Figure 3.

3D geometric constraints regulate cellular F-actin orientation, nuclear morphology and mechanics. (a) F-actin immunofluorescence intensity heat maps of MSCs cultured in 3D micropatterns. N was the number of cells used for heatmap generation. Scale bar, 50 μm. (b) F-actin orientation order parameter in 3D micropatterned cells. (c) Nucleus location heat maps of cells cultured in 3D micropatterns. (d) Quantification of nuclear shape factor estimated from projected nuclear morphology. (e) Angular graphs, superimposed on micropattern drawings in reseda, showed the different orientations of nuclei in response to different 3D micropatterns.

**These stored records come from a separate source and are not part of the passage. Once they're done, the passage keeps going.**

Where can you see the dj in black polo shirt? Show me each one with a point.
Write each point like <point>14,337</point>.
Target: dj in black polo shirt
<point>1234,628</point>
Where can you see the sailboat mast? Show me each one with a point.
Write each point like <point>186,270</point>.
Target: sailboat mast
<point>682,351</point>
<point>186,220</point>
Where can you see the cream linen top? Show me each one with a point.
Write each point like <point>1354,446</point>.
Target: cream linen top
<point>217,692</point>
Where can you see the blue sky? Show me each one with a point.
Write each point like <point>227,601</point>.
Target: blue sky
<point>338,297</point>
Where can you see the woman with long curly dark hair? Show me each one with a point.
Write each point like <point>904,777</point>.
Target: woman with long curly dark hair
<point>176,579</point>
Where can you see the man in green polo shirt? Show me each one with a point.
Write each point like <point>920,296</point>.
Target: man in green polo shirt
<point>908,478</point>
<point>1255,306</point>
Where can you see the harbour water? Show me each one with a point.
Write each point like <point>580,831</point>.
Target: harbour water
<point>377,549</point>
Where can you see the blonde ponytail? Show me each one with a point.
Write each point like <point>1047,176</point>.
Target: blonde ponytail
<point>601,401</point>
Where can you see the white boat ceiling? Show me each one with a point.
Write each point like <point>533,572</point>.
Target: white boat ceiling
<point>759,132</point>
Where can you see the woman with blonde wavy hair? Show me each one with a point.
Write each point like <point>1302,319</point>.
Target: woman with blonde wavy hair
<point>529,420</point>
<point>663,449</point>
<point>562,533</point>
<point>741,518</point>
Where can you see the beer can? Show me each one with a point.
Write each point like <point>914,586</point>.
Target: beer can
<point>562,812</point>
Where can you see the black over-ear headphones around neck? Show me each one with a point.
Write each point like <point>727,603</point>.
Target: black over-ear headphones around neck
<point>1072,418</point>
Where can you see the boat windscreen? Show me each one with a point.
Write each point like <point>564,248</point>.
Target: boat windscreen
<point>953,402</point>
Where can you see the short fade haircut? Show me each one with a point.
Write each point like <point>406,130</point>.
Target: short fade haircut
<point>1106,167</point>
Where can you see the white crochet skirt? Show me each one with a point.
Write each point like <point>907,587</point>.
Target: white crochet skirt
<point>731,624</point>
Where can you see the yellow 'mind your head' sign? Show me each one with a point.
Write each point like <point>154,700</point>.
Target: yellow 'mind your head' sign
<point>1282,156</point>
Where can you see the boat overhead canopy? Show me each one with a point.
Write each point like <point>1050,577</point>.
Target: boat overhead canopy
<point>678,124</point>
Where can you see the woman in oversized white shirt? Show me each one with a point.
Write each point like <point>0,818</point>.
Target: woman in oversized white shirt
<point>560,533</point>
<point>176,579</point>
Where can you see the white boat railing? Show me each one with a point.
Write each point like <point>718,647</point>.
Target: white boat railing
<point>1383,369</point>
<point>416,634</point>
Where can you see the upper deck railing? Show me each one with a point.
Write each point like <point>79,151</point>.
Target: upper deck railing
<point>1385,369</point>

Here, N was the number of cells used for nucleus orientation analysis. (f and g) Chromatin condensation was visualized by generating a heatmap of the DAPI intensity. Quantitation of nucleus average spatial density (overall fluorescence intensity per nuclear volume) for 3D micropatterned cells. Scale bar, 20 μm. (h and i) Representative confocal images of nucleus Lamin A/C and quantitation of nucleus Lamin A/C intensity level of MSCs cultured in 3D micropatterns. Scale bar, 20 μm. The data were represented as the mean ± SD, n = 30–40 cells per condition, * p < 0.05, ** p < 0.01, *** p < 0.001.